How you deploy them depends on your environment. In Kubernetes, that typically means a Deployment scaled by load rather than node count. In a VM-based setup, two or more collector processes behind a hardware or software load balancer works just as well. The important thing is that the gateway tier scales horizontally based on traffic, not based on how many hosts you have.

Two to four instances is a reasonable starting point for a deployment handling roughly 1,000 to 5,000 spans per second across 20 to 50 services. Beyond that, sizing should be driven primarily by your tail-based sampling configuration — specifically the decision_wait window and the num_traces value — which determine how much trace state each gateway must hold in memory.

Load Balancing: The Subtle Trap with Tail-Based Sampling

If you are using tail-based sampling and running multiple gateway collector instances, standard round-robin load balancing will silently break your sampling decisions. Tail-based sampling works by collecting all spans for a given trace and then making a single keep-or-drop decision once the trace is complete. With round-robin, spans for the same trace end up scattered across different collector instances. Each instance only sees a fragment, so no instance ever has enough context to make a valid decision.

The symptom is traces that look complete but are not. You will see traces that hit your sampling rate but are missing spans from certain services, because those spans went to a different collector instance that independently decided to drop its fragment. This is one of the harder things to debug because the data loss is structured rather than random.

The solution is trace-aware load balancing, where spans are routed to gateway instances based on their trace ID. The OTel Collector has a loadbalancing exporter built for exactly this.
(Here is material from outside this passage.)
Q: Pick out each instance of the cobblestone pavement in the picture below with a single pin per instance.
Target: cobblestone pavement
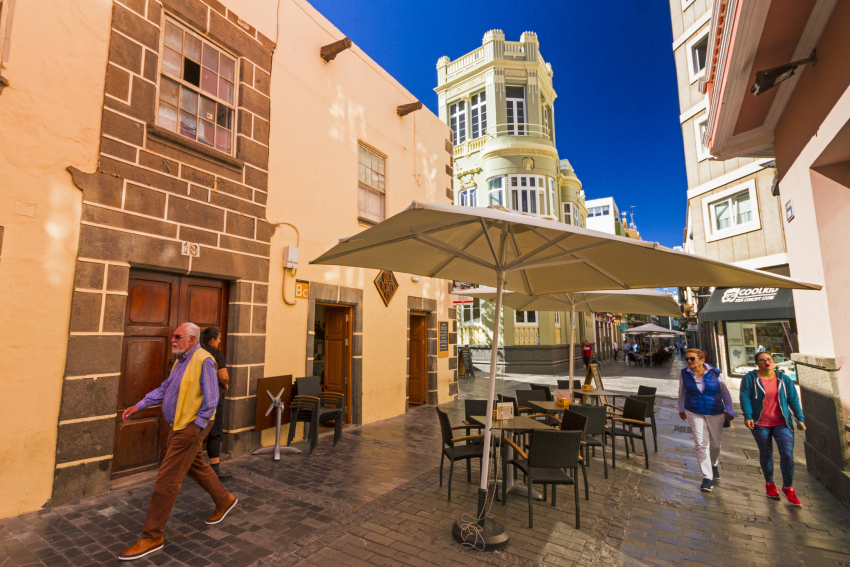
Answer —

It consistently hashes trace IDs to the same downstream collector, which means all spans for a given trace always end up in the same place regardless of which agent they came from.

LOAD BALANCING EXPORTER CONFIG — AGENT TIER
exporters:
  loadbalancing:
    routing_key: "traceID"   # hash by trace ID, not round-robin
    resolver:
      k8s:                    # auto-discover gateway pods via DNS
        service: "otel-gateway"
        ports: [4317]
    protocol:
      otlp:
        timeout: 1s
        sending_queue:
          enabled: true
          queue_size: 1000
The k8s resolver watches the gateway headless service and automatically updates routing when pods scale up or down.

Gateway restarts or scale-in events can occasionally produce incomplete traces.  See OTel Collector scaling documentation for details.

Sampling Strategies at Volume: Picking the Right One

At small scale, sampling feels like an optional optimization. At large scale, it is a financial and operational necessity. Sending 100 percent of traces from a service handling 10,000 requests per second generates a staggering volume of data, most of which you will never look at. This is not too different from logs – for example, Sematext’s log pipeline contains the Sampling Processor for the same reason. Getting sampling right means you keep the traces that help you debug real incidents and drop the ones that would just sit there consuming storage.

The tricky part is that “keep the useful traces” is not as simple as it sounds. The traces you most need to keep are the ones with errors and high latency, which are often a small fraction of total traffic. If you use pure random sampling at 1 percent, you will statistically drop 99 percent of your error traces along with everything else. That is the core tension that drives the choice between head-based and tail-based sampling.

SAMPLING STRATEGY COMPARISON
STRATEGY WHERE KEEPS ERRORS MEMORY COST BEST FOR WHAT IT DOES
Always-on SDK YES HIGH Dev / staging only Keep all spans, no sampling
Parent-based SDK INHERITS LOW Consistent decisions across services Keep/drop based on parent trace
Probabilistic SDK/Collector NO LOW Volume reduction on healthy traffic Randomly keep spans at a fixed rate
Rate-limiting Collector NO LOW Capping ingest cost during spikes Keep spans until a fixed rate limit
Tail-based Collector (GW) YES HIGH Error-aware sampling at scale Keep spans based on errors & latency
Most production deployments combine parent-based sampling at the SDK with tail-based sampling at the gateway tier.

The combination that works at scale

Parent-based sampling means the sampling decision is made once at the root span — the first service that receives the request — and every downstream service in that trace inherits the same decision automatically, so you never end up with a trace where some spans were kept and others were dropped by different services making independent choices.

Use parent-based sampling at the SDK level to reduce overall span volume before it even reaches the collector, then use tail-based sampling at the gateway tier to make intelligent keep-or-drop decisions on what makes it through. Two passes of selection — aggressive on volume, smart about what survives.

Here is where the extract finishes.